“No talk of the future. We’re living in the here and now. Not that it’s any of your business.” He gave her a pointed look. “She got some crazy idea to build me a website as a Christmas present.”
“At least one of you is thinking about your future,” she muttered as she stepped past him. She turned around and walked backward so she was facing him. “Have you at least told her that you love her?”
He ignored her as he zipped around her on his way to the school.
Simone grabbed his arm and pulled him toward a bench in front of the town’s library. “Whoa there, Deputy Dog. You’re not going any farther until you tell me the game plan.”
“The game plan is for you to take the entrance to the parking lot on Water Street while I take the one on Oak.”
She made a growling sound deep in her throat. “I meant the game plan with Elle, wiseass. You love her. She obviously makes you happy because you’ve been wearing a shit-eating grin for days now. And, seeing as you are one of the most important people in my life, I wantyouto be happy.” She put her hands on her hips. “Are you going to do the smart thing and ask her to stay in Chances Inlet?”
Hayden focused his gaze over her shoulder. The library’s front window was painted with an elaborate mural of Santa flying his sleigh, dropping books into the outstretched hands of eager children below. The artwork was courtesy of a local artist who’d set up a gallery in town. In her application for the commission for the window, she told the city council she’d come to Chances Inlet for the sole purpose of finding her passion and sharing it with others. He sucked in a deep breath.
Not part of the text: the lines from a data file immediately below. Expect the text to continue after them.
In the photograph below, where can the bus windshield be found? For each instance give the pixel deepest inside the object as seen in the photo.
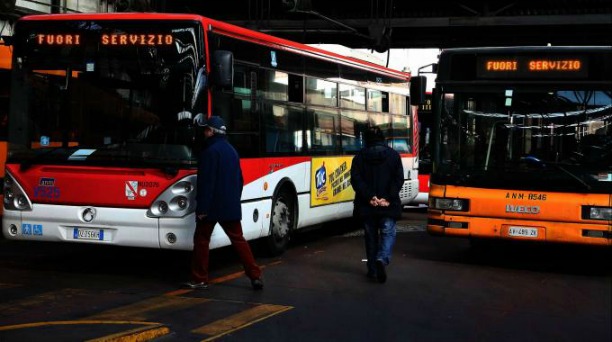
(105, 92)
(528, 138)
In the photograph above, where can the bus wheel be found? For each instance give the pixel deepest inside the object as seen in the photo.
(281, 222)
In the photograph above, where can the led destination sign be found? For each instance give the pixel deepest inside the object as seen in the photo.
(531, 67)
(124, 39)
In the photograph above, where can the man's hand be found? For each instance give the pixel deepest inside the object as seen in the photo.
(379, 202)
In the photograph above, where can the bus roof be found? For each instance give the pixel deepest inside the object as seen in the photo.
(238, 32)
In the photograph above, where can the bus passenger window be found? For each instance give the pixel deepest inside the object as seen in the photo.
(320, 92)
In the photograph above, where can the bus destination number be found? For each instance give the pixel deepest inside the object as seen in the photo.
(531, 67)
(523, 232)
(62, 39)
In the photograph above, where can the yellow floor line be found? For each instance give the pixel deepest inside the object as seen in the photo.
(136, 335)
(240, 320)
(140, 310)
(83, 322)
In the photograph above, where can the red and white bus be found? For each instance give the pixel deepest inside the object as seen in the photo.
(102, 146)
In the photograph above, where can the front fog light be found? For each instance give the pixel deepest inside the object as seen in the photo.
(171, 238)
(22, 202)
(601, 213)
(182, 202)
(162, 207)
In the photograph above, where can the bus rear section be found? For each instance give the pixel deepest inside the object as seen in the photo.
(543, 216)
(523, 145)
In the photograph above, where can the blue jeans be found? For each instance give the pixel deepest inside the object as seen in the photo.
(379, 240)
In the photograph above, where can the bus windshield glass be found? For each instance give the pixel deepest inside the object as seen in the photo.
(105, 92)
(528, 138)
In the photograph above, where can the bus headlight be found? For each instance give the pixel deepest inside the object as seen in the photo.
(596, 213)
(176, 201)
(454, 204)
(14, 196)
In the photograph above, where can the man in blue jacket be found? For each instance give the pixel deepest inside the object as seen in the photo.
(377, 177)
(218, 201)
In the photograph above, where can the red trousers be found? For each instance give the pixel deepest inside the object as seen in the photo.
(201, 249)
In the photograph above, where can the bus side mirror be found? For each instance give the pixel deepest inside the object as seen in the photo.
(222, 69)
(418, 85)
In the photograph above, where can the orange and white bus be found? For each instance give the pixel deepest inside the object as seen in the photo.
(522, 144)
(102, 146)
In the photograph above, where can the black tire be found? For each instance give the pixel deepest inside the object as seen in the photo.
(282, 222)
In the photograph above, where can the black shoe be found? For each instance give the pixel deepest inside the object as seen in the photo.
(196, 286)
(381, 274)
(257, 284)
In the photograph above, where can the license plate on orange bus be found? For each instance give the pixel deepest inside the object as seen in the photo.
(88, 234)
(523, 232)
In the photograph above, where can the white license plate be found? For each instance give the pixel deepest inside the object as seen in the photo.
(523, 232)
(88, 234)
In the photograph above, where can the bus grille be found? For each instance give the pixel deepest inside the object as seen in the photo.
(406, 191)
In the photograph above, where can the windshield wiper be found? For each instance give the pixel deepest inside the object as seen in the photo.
(574, 176)
(25, 165)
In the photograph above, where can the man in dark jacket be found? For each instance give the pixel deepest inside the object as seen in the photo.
(219, 190)
(377, 177)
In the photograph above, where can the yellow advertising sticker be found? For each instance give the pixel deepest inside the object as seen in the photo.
(330, 180)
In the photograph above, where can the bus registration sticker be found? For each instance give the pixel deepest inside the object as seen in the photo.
(88, 234)
(523, 232)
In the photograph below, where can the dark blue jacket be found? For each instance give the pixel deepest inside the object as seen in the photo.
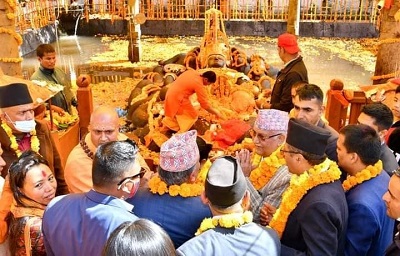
(318, 224)
(179, 216)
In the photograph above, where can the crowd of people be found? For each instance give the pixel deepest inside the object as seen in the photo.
(305, 189)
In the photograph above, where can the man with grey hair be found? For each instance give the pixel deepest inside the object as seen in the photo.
(231, 230)
(80, 224)
(104, 127)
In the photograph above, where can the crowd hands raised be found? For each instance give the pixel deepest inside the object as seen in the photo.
(305, 189)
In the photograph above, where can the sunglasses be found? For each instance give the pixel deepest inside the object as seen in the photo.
(131, 178)
(289, 151)
(396, 172)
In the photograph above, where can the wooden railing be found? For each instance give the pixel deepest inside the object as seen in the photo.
(344, 106)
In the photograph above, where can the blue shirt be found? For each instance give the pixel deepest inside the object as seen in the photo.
(80, 224)
(369, 230)
(179, 216)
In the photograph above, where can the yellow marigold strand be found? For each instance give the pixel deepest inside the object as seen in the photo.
(233, 220)
(35, 143)
(157, 186)
(371, 171)
(326, 172)
(267, 169)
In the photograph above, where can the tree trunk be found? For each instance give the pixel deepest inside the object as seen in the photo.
(293, 16)
(9, 54)
(388, 57)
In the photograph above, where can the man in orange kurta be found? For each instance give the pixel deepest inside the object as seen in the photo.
(180, 115)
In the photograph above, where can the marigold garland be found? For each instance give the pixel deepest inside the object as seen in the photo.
(226, 221)
(371, 171)
(267, 169)
(326, 172)
(11, 60)
(157, 186)
(11, 32)
(35, 143)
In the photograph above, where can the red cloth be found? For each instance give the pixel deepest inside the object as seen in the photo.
(177, 98)
(230, 132)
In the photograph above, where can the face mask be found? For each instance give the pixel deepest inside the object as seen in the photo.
(133, 190)
(23, 126)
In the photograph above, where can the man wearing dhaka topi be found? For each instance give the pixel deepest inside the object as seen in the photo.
(19, 131)
(312, 217)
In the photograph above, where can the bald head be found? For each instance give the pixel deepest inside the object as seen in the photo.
(104, 125)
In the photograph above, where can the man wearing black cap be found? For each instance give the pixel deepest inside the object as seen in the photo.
(19, 132)
(231, 230)
(312, 217)
(369, 229)
(294, 71)
(308, 107)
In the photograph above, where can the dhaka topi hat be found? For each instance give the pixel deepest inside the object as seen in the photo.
(14, 94)
(180, 152)
(307, 137)
(225, 184)
(272, 120)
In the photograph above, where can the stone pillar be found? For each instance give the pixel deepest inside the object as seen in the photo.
(10, 62)
(134, 33)
(293, 17)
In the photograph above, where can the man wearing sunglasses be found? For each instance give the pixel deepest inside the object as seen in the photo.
(104, 127)
(80, 224)
(269, 133)
(173, 198)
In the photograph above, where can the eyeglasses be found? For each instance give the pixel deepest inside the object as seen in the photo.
(131, 178)
(289, 151)
(396, 172)
(262, 137)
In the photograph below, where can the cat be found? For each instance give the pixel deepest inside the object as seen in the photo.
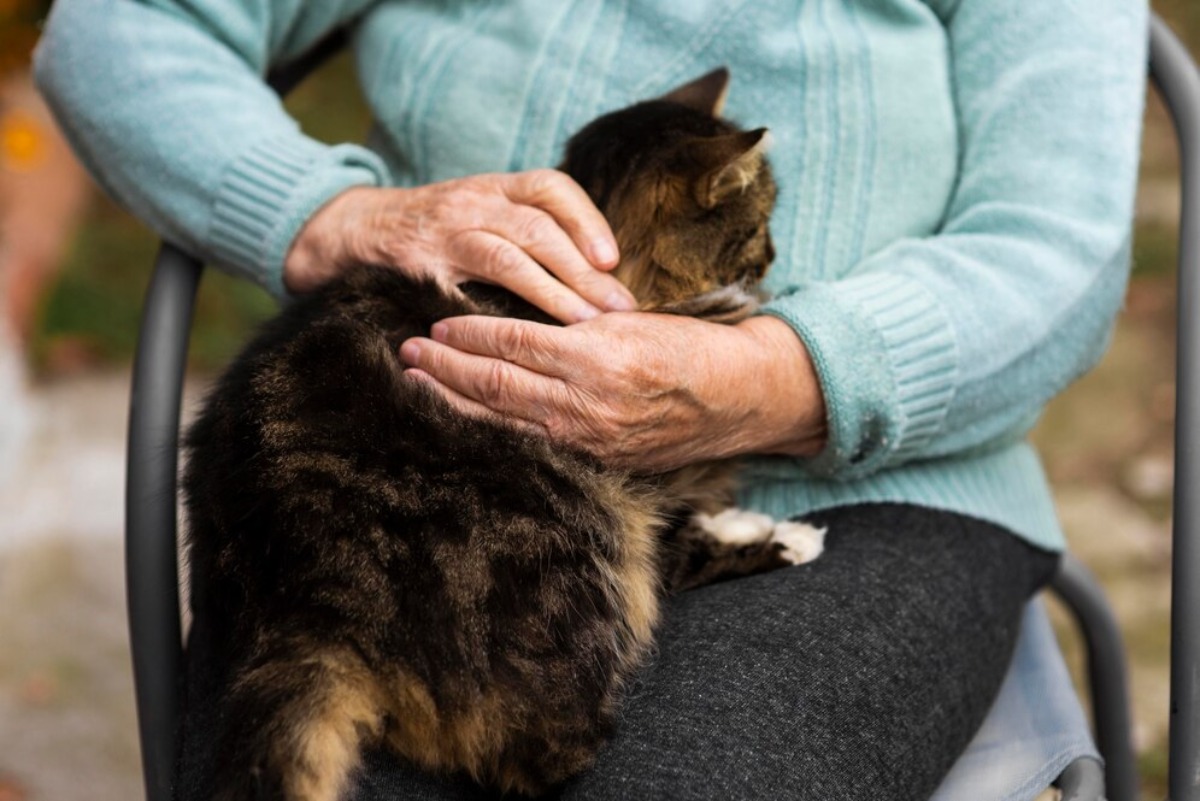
(387, 572)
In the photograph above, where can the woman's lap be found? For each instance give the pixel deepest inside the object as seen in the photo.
(863, 674)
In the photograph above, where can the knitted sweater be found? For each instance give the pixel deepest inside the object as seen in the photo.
(957, 179)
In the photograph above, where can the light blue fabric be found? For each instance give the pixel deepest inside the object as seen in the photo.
(957, 179)
(957, 184)
(1036, 727)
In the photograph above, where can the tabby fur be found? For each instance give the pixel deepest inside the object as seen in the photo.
(384, 571)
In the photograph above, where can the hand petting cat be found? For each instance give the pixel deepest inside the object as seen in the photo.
(534, 233)
(637, 390)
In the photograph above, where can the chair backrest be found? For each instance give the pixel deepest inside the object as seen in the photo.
(151, 564)
(1179, 83)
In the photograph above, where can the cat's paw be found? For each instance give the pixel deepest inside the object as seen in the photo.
(737, 527)
(802, 542)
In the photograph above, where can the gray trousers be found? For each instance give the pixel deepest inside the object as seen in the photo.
(861, 675)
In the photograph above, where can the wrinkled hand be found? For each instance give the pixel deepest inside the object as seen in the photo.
(535, 233)
(641, 391)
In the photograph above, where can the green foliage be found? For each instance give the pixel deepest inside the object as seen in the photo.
(94, 309)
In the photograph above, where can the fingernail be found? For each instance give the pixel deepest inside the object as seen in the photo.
(621, 301)
(604, 251)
Too bad Elle couldn’t find her passion in their hometown.
He looked Simone in the eye. “No. I’m not asking her that.” He started walking again.
“Why the hell not?” she demanded as she raced to catch up with him. “And don’t give me that bullshit about ‘if you love someone, set them free.’”
If it’s meant to be, they’ll come back to you.
Or something like that.
It seemed Hayden was constantly “setting Elle free.” She did always come home. Just never to him specifically.
“That plot point seems to work just fine in your grandmother’s romance books you’re always waxing on and on about,” he said.
“Are you kidding me?” She threw up her hands. “What is your problem? Just tell her.”
Hayden turned on his heel so fast, Simone lurched into him.
“Okay. I tell her. And she agrees to give up her dreams for me. What happens five years from now when she regrets missing out on her big chance because she chose me out of pity? Or guilt?” he yelled. “When she realizes she’s stuck in the town she couldn’t wait to escape from because I’m too effing messed up to live out there in the real world? Where will I be then, huh?”
Simone shook her head. “Where is this coming from?”
He heaved a sigh. “From real life. My real life. And Elle’s. We both had big dreams once. One of us should get to achieve theirs.”
“Oh, Hayden, what ifyouare her big dream?”
Her words hurt to even contemplate. “I told her why I can’t leave. That this is my home. And she knows I love her?—”
“Have you told her that? Actually said those three words? Out loud?”
He’d said those three words to her countless times over the years. So maybe the words meant something different now. But he’d shown her with his body what she meant to him. There was no way she didn’t know.
“I won’t beg her to stay. Call it bullshit if you want, but if she chooses New York over me, I’ll set her free.”
Simone stared at him, wide-eyed and breathing heavy. A car pulled up beside them, and a throat cleared.
“Everything okay, kids?” Sheriff Hollister asked from the front seat of his Bronco.
Hayden found his composure first. “Yessir. We are on our way to direct traffic.”
The sheriff looked between them as if he didn’t believe Hayden. After a strained thirty seconds, he let it drop.
“I’m going to watch the concert,” he said. “Come inside when the parking lot is clear again. There are always lots of baked goods left over.”
He drove off toward the school as Simone hurried around Hayden.
“He had me at baked goods,” she quipped.